Fiserv’s pack of bank customers linking to the FedNow system account for about 40% of the financial institutions lined up so far by the Fed to use the first real-time system offered by the government. The only other real-time system in the U.S. is the RTP network, which is operated by the bank-owned The Clearing House.
In sponsored content posted by the Fed on the ABA Banking Journal site this month, FedNow CEO Nick Stanescu said the Fed’s real-time system has now onboarded about 500 financial institutions, up from 35 at the start last July. He also commented on the types of uses emerging so far.
“The majority of payments on the network have been account-to-account payments, and I’m hearing a lot about digital wallet funding and defunding,” Stanescu said. “These examples make sense because consumers can experience friction during these transactions, and we can easily see the benefits of immediate access to money transferred between accounts.”
He noted FedNow is also being used for earned wage access and instant insurance disbursement services, and predicted that it will be tapped for bill-pay services as well.
In January, the Fed said it had signed up 400 financial institutions so far as senders or receivers of payments using the new FedNow system. It also emphasized that the pool of participants is diverse, with banks and credit unions of all sizes, with assets ranging from $500 million to more than $3 trillion, in 45 states nationwide. Only banks can join the network, offering the faster payment services to businesses and consumers.

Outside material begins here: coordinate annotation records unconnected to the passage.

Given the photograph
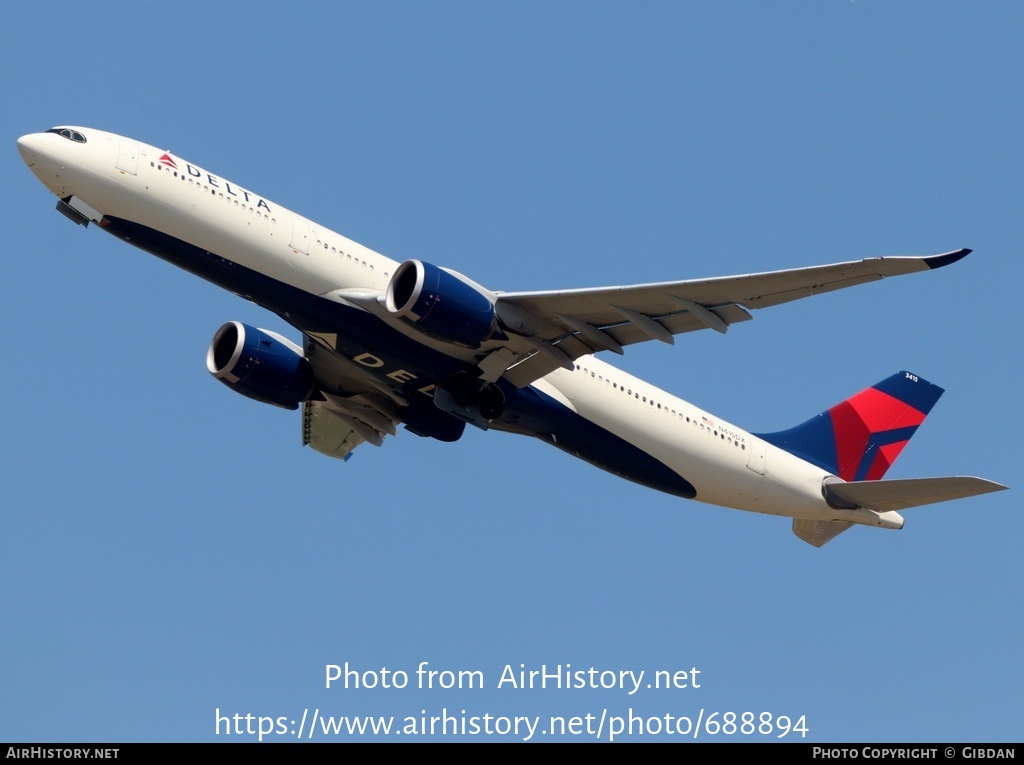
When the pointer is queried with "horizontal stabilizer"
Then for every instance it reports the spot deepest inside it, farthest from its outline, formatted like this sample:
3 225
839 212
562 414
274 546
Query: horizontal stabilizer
883 496
818 533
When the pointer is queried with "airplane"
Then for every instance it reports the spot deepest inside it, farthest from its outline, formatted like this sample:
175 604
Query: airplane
386 344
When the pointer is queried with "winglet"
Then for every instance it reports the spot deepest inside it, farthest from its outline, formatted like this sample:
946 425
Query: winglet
937 261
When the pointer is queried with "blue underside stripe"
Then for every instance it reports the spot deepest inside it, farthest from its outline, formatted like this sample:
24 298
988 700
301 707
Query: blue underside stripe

In addition to Fiserv, FedNow service providers include the card network Visa and the payments services company ACI Worldwide.
While 400 is no small number, it’s a relatively minor slice of the nearly 10,000 bank institutions in the U.S. so the Fed has a long way to go in making the system widespread. That’s part of the conundrum for the central bank: it must attract banks to FedNow to make it more valuable as a network, but banks generally are less likely to be interested if the network isn’t comprehensive.
While a number of the biggest banks in the country have signed up, as of early this year there have been some notable hold-outs. Bank of America, Citigroup, PNC and Capital One Financial, all among the nation’s 10 largest banks, still haven’t signed on to FedNow, according to the Fed’s list of participants.
Fiserv has previously pointed out that FedNow isn’t bringing anything new to the table, but rather expanding the types of payments choices available. Tim Ruhe, Fiserv’s vice president of small and mid-sized business payments, downplayed the significance of FedNow to some degree last September.
“It's not a new concept to have multiple payment networks in the U.S. market,” Ruhe said in a post on the company’s website. “In fact, we were already operating in an environment where there were multiple real-time payment networks.” Still, he noted that FedNow expands the universe of service options. “It drives choice, innovation and ubiquity,” he explained.